Another path leads to the goal: one takes a ``random walk.'' Imagine an Internet addict, let us call her Isabella, who starts at, say, the web page ams.org. Isabella then searches the page at random for a link to another page and clicks on it. Arriving at that page, she sees another set of links, and randomly clicks on one. Thus a random walk through the worldwide web has begun, in which out of logical necessity, the ``more important'' pages are visited more frequently than the ``less important'' ones. It is a remarkable fact that the relative frequencies of the visits satisfy the system of equations described above. In short, the importance of a page can be determined by measuring the percentage of time that a surfer is to be found there. However, doing these calculations doesn't seem any easier than solving the initial problem. And if an exact solution is required, that is indeed the case. However, an approximate solution (in which, say, you would be satisfied with five decimal places of accuracy) can be had in several hours. Now the search engine is fully functional, since once you have the levels of importance, the rest falls into place: simply search for all pages with ``USA'' and ``hurricane'' and return them in order of importance.
That is a first approximation to Google's methodology. The details and refinements are complex and as secret as the formula for Coca Cola. As an example of a necessary refinement, we might mention that our random surfer Isabella would have a problem if she arrived at a site without any further links. To avoid such a scenario, at each step in the search, the links on a page are ignored with a certain probabilityp and one goes instead to a randomly selected web page somewhere in the Internet. (That may not be easy for Isabella, but with a directory of all web pages it is no problem.) It is rumored that Google uses the probability p=0.15, which seems to be a good value, based on experience.

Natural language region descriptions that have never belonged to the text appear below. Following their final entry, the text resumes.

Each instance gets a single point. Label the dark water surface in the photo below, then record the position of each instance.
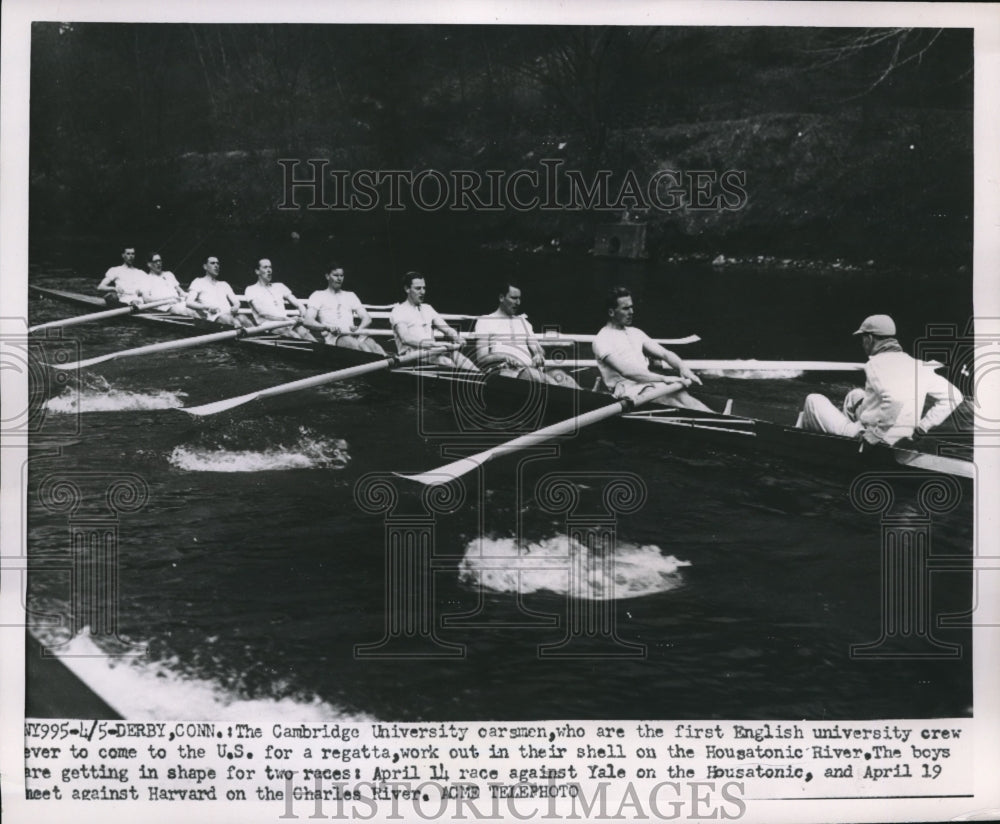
(252, 572)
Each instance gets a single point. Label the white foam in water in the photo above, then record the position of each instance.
(113, 400)
(501, 565)
(139, 690)
(308, 453)
(753, 374)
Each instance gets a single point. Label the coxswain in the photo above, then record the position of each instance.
(505, 341)
(338, 316)
(267, 302)
(214, 299)
(414, 322)
(897, 389)
(623, 354)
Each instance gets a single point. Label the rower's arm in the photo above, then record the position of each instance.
(654, 350)
(300, 307)
(192, 302)
(406, 334)
(624, 367)
(364, 319)
(311, 319)
(945, 398)
(439, 323)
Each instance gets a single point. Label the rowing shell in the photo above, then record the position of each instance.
(951, 456)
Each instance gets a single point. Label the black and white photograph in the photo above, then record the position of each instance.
(500, 412)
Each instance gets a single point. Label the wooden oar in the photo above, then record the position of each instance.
(463, 466)
(934, 463)
(107, 313)
(184, 343)
(738, 365)
(316, 380)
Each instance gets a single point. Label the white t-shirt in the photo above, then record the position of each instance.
(127, 280)
(418, 321)
(163, 285)
(626, 344)
(214, 293)
(896, 390)
(268, 301)
(511, 331)
(336, 309)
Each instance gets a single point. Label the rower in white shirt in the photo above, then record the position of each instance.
(414, 322)
(161, 284)
(214, 299)
(623, 354)
(506, 341)
(121, 284)
(338, 316)
(267, 301)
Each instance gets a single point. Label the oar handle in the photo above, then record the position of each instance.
(107, 313)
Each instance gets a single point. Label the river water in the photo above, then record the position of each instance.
(252, 569)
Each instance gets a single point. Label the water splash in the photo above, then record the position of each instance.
(751, 374)
(113, 400)
(502, 565)
(139, 690)
(309, 451)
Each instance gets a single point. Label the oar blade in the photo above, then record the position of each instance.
(936, 463)
(66, 367)
(445, 474)
(216, 407)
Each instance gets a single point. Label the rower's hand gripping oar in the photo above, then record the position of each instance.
(463, 466)
(184, 343)
(316, 380)
(107, 313)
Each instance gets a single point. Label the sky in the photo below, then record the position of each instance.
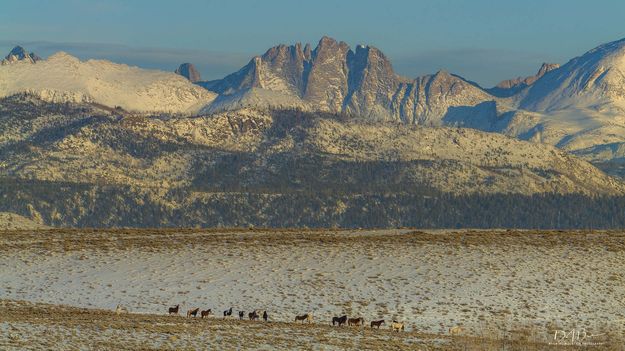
(485, 41)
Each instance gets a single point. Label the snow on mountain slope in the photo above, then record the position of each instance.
(361, 82)
(593, 79)
(64, 78)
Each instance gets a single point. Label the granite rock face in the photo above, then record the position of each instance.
(19, 54)
(188, 71)
(335, 78)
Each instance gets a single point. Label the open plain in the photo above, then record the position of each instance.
(501, 286)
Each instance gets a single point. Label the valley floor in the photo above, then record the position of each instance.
(498, 285)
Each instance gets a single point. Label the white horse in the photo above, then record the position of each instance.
(457, 330)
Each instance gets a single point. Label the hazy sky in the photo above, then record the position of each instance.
(482, 40)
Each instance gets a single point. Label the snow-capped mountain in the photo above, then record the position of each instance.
(597, 77)
(188, 71)
(333, 77)
(63, 78)
(510, 87)
(20, 54)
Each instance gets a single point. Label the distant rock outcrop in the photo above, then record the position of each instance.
(20, 54)
(512, 86)
(188, 70)
(64, 78)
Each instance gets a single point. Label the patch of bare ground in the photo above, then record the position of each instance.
(499, 289)
(36, 326)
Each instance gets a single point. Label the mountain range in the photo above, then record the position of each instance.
(293, 124)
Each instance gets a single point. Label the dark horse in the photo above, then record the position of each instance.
(339, 320)
(174, 310)
(304, 318)
(356, 321)
(206, 313)
(193, 312)
(228, 313)
(377, 324)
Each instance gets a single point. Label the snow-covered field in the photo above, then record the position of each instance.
(430, 280)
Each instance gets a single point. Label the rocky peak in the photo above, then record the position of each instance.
(546, 67)
(18, 53)
(188, 70)
(510, 87)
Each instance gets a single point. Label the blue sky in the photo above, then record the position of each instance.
(482, 40)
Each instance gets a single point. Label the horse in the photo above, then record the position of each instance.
(228, 313)
(377, 324)
(457, 330)
(339, 320)
(396, 326)
(206, 313)
(120, 309)
(192, 312)
(174, 310)
(356, 321)
(305, 317)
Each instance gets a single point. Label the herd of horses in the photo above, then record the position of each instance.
(304, 318)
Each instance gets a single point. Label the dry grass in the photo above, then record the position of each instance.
(516, 273)
(30, 326)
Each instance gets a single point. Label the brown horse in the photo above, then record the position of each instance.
(206, 313)
(192, 313)
(356, 321)
(339, 320)
(305, 317)
(228, 313)
(377, 324)
(174, 310)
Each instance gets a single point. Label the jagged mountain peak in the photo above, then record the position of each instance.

Google is also constantly working to minimize the effects of ``Google bombing,'' which is a strategy of puffing up the importance of one's web site by artificially increasing the number of links to one's own pages. Google's competitors have also not been asleep at the switch. There is constant work underway at developing new approaches and calculational techniques for evaluating the ``importance'' of websites. For different users and different combinations of search terms, ``important'' can mean something quite different. But adding in such complexity then leads to the problem of whether - as with Google - the results of a search can be returned within a fraction of a second.